Egypt is seeking to reduce its reliance on sugar imports, and the International Finance Corporation (IFC), the World Bank’s private-sector arm, plans to support that effort.
According to documents reviewed by Ecofin Agency, the institution is considering a $40 million senior loan to Nile Sugar Company (S.A.E.), a private sugar beet producer founded in 2006 by the Sawiris family. The proposal, which has circulated internally for several months, is currently awaiting approval.
A seven-year financing structure
The proposed financing would be split into two equal tranches: $20 million provided directly by the IFC and another $20 million mobilized from third-party investors. The loan would have a seven-year maturity, including a three-year grace period.

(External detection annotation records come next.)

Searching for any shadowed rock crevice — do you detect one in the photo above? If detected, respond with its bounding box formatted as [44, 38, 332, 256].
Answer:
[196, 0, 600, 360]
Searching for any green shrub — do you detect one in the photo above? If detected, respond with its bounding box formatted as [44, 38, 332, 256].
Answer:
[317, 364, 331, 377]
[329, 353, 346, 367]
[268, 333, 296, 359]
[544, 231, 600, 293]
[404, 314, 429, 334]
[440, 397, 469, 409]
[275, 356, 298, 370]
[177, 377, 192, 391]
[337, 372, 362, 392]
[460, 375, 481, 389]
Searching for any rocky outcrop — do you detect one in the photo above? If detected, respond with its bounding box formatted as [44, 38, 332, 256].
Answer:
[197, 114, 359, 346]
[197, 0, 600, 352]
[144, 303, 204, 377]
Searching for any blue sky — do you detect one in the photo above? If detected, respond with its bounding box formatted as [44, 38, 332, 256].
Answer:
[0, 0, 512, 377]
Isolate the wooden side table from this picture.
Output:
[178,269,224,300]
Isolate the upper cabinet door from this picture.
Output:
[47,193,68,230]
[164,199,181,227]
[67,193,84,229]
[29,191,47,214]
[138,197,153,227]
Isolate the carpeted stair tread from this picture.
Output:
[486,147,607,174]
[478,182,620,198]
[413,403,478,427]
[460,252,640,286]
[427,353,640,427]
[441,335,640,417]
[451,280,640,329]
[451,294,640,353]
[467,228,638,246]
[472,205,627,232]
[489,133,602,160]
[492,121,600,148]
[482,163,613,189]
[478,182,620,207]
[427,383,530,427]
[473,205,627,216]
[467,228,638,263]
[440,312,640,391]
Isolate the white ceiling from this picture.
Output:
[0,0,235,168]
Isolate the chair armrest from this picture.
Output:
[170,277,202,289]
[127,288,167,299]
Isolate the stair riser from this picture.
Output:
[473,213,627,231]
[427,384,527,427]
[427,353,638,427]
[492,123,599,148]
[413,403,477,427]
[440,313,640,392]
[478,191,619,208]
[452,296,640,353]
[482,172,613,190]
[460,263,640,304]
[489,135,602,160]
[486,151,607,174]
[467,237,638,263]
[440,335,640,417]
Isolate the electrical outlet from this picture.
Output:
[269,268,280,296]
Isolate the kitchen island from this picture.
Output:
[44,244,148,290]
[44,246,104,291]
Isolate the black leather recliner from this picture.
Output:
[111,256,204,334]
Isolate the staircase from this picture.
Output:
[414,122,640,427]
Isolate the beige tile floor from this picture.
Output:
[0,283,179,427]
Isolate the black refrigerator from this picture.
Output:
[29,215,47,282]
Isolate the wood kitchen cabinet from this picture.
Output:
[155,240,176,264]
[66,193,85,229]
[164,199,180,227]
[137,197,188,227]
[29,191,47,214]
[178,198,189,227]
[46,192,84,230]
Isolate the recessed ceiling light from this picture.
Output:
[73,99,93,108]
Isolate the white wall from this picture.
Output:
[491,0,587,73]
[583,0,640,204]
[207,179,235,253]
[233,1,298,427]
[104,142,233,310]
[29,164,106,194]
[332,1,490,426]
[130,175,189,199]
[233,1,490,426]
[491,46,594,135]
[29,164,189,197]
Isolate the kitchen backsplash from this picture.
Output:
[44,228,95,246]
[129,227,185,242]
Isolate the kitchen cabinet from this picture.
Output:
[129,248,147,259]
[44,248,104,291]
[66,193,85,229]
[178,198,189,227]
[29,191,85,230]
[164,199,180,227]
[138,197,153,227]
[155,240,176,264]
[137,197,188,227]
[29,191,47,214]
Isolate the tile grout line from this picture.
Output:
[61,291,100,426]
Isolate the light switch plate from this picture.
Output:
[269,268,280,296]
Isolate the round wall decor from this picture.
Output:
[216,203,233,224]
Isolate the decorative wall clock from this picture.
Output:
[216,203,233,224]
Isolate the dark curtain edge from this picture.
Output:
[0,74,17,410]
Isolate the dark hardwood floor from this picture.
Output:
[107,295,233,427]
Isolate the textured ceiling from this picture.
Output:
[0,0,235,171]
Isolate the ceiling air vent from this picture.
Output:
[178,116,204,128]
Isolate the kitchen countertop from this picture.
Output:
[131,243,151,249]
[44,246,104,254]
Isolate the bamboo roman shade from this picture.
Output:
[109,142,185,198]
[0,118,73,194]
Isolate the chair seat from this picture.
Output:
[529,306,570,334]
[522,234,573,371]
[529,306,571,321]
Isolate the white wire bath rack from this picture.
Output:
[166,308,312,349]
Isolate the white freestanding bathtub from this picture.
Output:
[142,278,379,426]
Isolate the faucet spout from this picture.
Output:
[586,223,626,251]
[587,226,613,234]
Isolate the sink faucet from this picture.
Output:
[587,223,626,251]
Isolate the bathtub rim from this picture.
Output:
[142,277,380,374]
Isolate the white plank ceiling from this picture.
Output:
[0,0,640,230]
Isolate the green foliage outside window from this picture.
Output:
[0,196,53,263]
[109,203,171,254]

Nile Sugar was acquired in 2019 by Orascom Investment Holding, the investment vehicle of billionaire Naguib Sawiris, in a transaction valued at 3.7 billion Egyptian pounds (about $71.8 million). The deal strengthened the group’s position in Egypt’s strategic agribusiness sector.
The funding will help develop 13,711 feddans (about 5,760 hectares) of farmland in Minya, Upper Egypt, for sugar beet cultivation.
The project also includes investments in infrastructure, equipment, and working capital, including financing for seeds and agricultural inputs supplied to the company’s network of smallholder farmers.
Part of Egypt’s desert land expansion strategy
The initiative is part of Egypt’s large-scale agricultural expansion program overseen by the Egyptian Countryside Development Company, a joint structure bringing together the ministries of Finance, Agriculture, and Housing.
The program aims to develop four million feddans (about 1.68 million hectares) of desert land by 2030, with the goal of boosting agricultural production, attracting domestic and foreign investment, and promoting sustainable development.
Nile Sugar’s refinery, located in Nubariyah along the Alexandria–Cairo desert road, currently processes up to 11,000 tons of sugar beet per day and produces around 232,000 tons of white sugar per season.
Although the plant is located about 350 kilometers from the new farming areas in Minya, the IFC considers it directly linked to the project because it relies almost entirely on supply from the farms being developed.
Closing Egypt’s sugar gap
Egypt’s sugar production reached 2.8 million tons in 2025, with authorities targeting 2.9 million tons in 2026, equivalent to a self-sufficiency rate of around 81%. The figure marks a slight improvement after falling to 75.8% in 2024.
Still, the country consumes about 3.2 million tons of sugar each year, leaving a structural supply gap that authorities are trying to close through new agricultural land development and expanded private-sector production.
Sugar imports are expected to fall to 1.5 million tons in the 2024–2025 season, down from 1.8 million tons the previous campaign, reflecting a gradual shift toward import substitution that the IFC-backed investment seeks to accelerate.